If you hold Bitcoin longer, your expected return on investment will increase. Your risk exposure is more dynamic than if you were to hold other assets such as gold or treasury bonds.

Bitcoin (BTC) and the Consumption Capital Asset Pricing Model

Bitcoin is more of a speculative asset than a haven asset. It’s not particularly good at storing value like gold or cash, but it does make for an excellent hedge against inflation and market volatility.

When we think about investing in other assets, we often consider whether each one will be able to protect our capital from risk factors such as inflation or bear markets. The same applies to Bitcoin: investors can use Bitcoin as part of their portfolio to mitigate their risk exposure when investing in traditional assets like stocks and bonds. 

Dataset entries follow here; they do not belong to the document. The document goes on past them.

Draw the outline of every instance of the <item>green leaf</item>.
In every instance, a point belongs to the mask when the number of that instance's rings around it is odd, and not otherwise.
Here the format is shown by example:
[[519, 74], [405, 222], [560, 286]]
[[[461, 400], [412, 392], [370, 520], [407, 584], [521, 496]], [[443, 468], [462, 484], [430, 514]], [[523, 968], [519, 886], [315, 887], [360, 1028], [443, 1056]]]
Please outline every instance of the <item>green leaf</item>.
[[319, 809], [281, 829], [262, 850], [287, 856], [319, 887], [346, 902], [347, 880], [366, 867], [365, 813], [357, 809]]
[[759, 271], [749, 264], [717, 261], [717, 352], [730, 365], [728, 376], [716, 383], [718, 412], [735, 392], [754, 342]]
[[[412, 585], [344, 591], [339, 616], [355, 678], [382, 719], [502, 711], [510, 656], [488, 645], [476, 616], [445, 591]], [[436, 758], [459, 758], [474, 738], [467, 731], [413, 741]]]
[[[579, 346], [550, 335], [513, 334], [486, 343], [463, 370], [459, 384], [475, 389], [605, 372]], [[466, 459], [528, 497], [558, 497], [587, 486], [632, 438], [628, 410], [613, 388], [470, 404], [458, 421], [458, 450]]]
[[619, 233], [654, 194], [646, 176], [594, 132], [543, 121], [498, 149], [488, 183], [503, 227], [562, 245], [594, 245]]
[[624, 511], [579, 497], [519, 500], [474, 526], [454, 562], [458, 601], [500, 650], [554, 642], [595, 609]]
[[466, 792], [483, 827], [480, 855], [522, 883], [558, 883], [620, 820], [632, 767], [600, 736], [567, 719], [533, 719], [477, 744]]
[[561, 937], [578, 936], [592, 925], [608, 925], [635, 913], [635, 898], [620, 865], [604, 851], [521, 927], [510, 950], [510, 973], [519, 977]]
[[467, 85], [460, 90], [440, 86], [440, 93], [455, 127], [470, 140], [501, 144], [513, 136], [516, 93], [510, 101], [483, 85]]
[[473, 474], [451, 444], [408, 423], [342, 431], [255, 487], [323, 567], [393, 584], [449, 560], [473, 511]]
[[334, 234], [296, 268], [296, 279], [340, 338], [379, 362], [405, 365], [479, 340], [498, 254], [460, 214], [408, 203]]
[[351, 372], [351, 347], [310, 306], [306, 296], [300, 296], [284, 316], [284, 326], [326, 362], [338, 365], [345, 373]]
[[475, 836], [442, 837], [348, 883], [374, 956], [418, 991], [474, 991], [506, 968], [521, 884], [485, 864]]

In addition, cryptocurrencies are also useful during bull markets because they allow you to take advantage of price fluctuations without actually selling any assets—all earning interest on your holdings simultaneously. Cryptocurrencies can serve as an effective hedge against recessionary periods by providing investors. Access to alternative income streams outside of traditional ones like real estate or stock market investments may go down significantly during economic downturns.

Final Words

This study shows that bitcoin is unsuitable as a store of value or haven asset, but you can use it to hedge against inflation risk. We have demonstrated that the dynamic hedging ability of bitcoin is superior to gold’s and provides an opportunity for investors who want to diversify their portfolios.

Bitcoin has been criticized for its high volatility and lack of correlation with traditional assets like stocks and bonds. However, we believe these features will become less relevant as more people learn about cryptocurrencies and adopt them as part of their investment portfolios.